Although BP is conservative about its projections, the fact is that it already invested large amounts of money in the development of natural gas in Jordan signals its trust in Jordan’s resources. The years ahead will be challenging but we truly believe it will take 6 to 7 years before Jordan becomes partly energy independent and possibly an energy exporter. What we are certain about is that Jordan will not be importing 97% of its energy needs in the future. By 2020, we aim to achieve a diversified energy portfolio constituted of the following:
14% oil shale
25% natural gas
38% imported oil products
Karen Ayat is an analyst focused on energy geopolitics in the Eastern Mediterranean.
Follow Karen on Twitter: @karenayat
His Excellency Mr. Alaa Batayneh
Alaa Batayneh was born in Amman in 1969. The eldest son of H.E. Dr. Arif Batayneh, formerly member of the Lower House of Parliament, the Senate, Minister of Health, and Director General of the Royal Medical Services.

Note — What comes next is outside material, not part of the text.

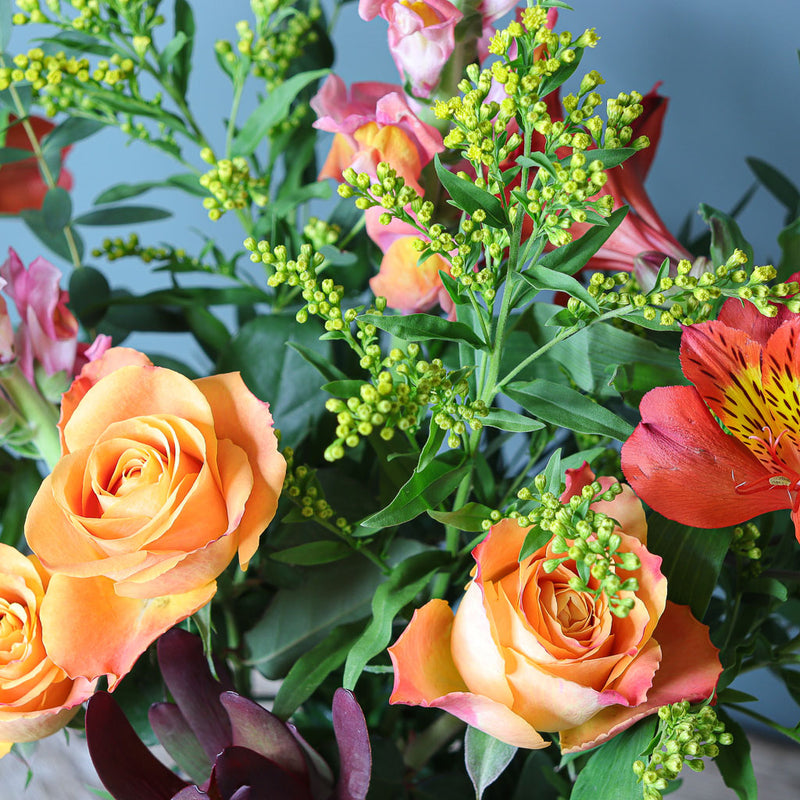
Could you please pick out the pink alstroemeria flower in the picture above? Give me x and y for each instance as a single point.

Mr. Batayneh holds a BS in Electrical Engineering and MS in Management Information Systems from George Washington University in Washington DC. After working in the USA and in the UK for several years, he returned to Jordan to work in the private sector where he was running a consultancy company. He then held the position of Secretary General of the Ministry of Transport from 2000 until 2005, followed by becoming the Director General of Jordan Customs from 2005 until 2007. He was appointed Minister of Transport from November 2007 - April 2012. In May 2012 Mr Batayneh was appointed Minister of Energy and Mineral Resources.
He received the Grand Cordon of the Order of Independence on 25/5/2006 and the Grand Cross of The Order of Orange-Nassau on 25/10/2006.
Mr. Alaa Batayneh married Princess Rahma bint El Hassan in July 1997 and they have two children.